Neural Face Editing with Intrinsic Image Disentangling: A Comprehensive Analysis

The paper "Neural Face Editing with Intrinsic Image Disentangling" presents a novel methodology for facial image editing by disentangling intrinsic face properties using an end-to-end generative adversarial network (GAN). The authors label core face attributes, specifically shape, albedo, lighting, and an alpha matte, focusing on enabling semantic edits while holding orthogonal properties constant.

Methodology Overview

The research proposes a GAN-based approach that facilitates face-specific disentangled representations, leveraging the latent spaces of intrinsic facial properties for efficient editing. The proposed network is met with a physically-based image formation module, incorporating loss functions to manage the disentangled latent representation effectively.
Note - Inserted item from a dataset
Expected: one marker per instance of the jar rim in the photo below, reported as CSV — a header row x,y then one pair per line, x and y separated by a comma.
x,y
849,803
This method diverges from traditional face-editing that often requires complex sequential algorithms by offering a comprehensive end-to-end solution.

Key Contributions

  • End-to-End Generative Network: The methodology introduces an end-to-end network specifically tuned for understanding and editing in-the-wild face images. This approach maps the facial appearance onto a meaningful manifold, facilitating a wide variety of semantic manipulations such as expression alterations, aging, and relighting.
  • In-Network Image Formation: The paper integrates the physically-based rendering processes within the network. The disentangling of the latent space into elements like shape, lighting, and albedo is handled through in-network forward rendering models.
  • Loss Functions for Disentangling: Statistical loss functions are implemented, including batchwise white shading (BWS), improving the disentangling process by encouraging color consistency and low-frequency shading assumptions.

Numerical Results and Implications

The methodology provides strong numerical results compared to explicit face model fitting and traditional auto-encoder architectures. The network's capacity to furnish detailed normal, albedo, and shading maps at explicit foregrounds corroborates its superiority. Empirical evaluations exhibit lower variance in lighting estimated from controlled settings versus conventional morphable models, demonstrating enhanced stability in face image illumination estimation.

Implications and Future Directions

Practically, this research offers compelling advancements in realistic face editing applications. The disentangling approach paves the way for photo-realistic edits, addressing pose, expression, reflectance, and lighting challenges inherent in face editing tasks.

The network's architecture has broad implications for better handling face recognition and virtual try-on applications relying on facial feature synthesis. Future work could focus on extending the model’s explanatory power to accommodate more intricate facial hair and accessories such as hats, or optimizing for extreme angles and occlusions, making this framework formidable for diverse virtual applications in AI.

Conclusion

By leveraging a physically grounded methodology to disentangle intrinsic attributes of facial images, this work transcends conventional face editing paradigms, offering a robust, adaptable framework for future research and practical application in AI-driven facial analysis and synthesis tasks. The paper establishes a robust baseline for semantic facial image manipulation, motivating further exploration into the intricacies of face-specific semantic edits and their broader implications on face-based AI domains.